Nationalism: Identities, Movements, Nation-States SOCIO4103
- Academic Session: 2019-20
- School: School of Social and Political Sciences
- Credits: 20
- Level: Level 4 (SCQF level 10)
- Typically Offered: Semester 2
- Available to Visiting Students: Yes
- Available to Erasmus Students: Yes
The concept of the 'national' simultaneously encompasses a form of consciousness, a mode of politics and a type of state. Using a combination of historical and comparative sociology the course will examine these three interconnected aspects: national identities and how these are 'imagined' or 'invented'; nationalism and how this is mobilised to establish new or defend existing nation-states, which have since the late 19th century been the basic components of the world capitalist system. Beginning with a survey the main definitions and theories of the nation, it then draws on a synthesis of 'modernist' theories to trace the historical development of nationalism from its first emergence in Western Europe during the early bourgeois revolutions through to the universal adoption of the nation-state form during the anti-colonial revolutions after the Second World War. The course then compares national consciousness with other forms of consciousness, particularly class consciousness, and nationalism with other forms of identity-based politics, particularly those based on ethnicity and 'race'. Finally the course will address the extent to which the three aspects of the 'national' are still relevant in a supposedly globalising world through series of case studies, including Scotland and the European Union.
2 hours of lectures/seminars per week for 10 weeks.
Requirements of Entry
Mandatory Entry Requirements
Entry to Honours Sociology requires a grade point average of 12 (Grade C) over Sociology 2A and Sociology 2B as a first attempt.

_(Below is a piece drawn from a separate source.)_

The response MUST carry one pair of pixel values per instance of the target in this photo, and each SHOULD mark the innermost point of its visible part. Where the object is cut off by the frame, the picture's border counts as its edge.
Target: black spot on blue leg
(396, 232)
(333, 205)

One 4000 word essay chosen from a selection of questions.
Are reassessment opportunities available for all summative assessments? Not applicable$reassessOppTxt
The course aims:
■ to introduce students to the debates over nations and nationalism;
■ to help students make a critical assessment of different theories;
■ to encourage students to take an interdisciplinary approach to the study of the subject;
■ and to equip students to make their own analysis of both historical and contemporary national movements.

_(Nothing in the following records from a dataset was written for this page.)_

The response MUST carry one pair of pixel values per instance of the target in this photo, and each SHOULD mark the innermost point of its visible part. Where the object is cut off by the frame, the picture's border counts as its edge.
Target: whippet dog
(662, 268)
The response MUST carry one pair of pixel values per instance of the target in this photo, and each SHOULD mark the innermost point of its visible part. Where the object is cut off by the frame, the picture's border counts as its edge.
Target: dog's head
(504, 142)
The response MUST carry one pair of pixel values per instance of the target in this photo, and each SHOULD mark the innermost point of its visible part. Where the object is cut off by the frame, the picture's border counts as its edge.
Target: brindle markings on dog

Intended Learning Outcomes of Course
By the end of this course students will have:
■ an awareness of the main theories of nationalism and capability of evaluating their varying levels of explanatory power;
■ an ability to distinguish between different types of nationalism (ethnic/civic, oppressor/oppressed, secessionist/irredentist) and between different forms taken by nations (nation-states, stateless nations, de-territorialised 'peoples'); and
■ and understanding of the connections between nation, ethnicity and 'race'.
Minimum Requirement for Award of Credits
Students must submit at least 75% by weight of the components (including examinations) of the course's summative assessment.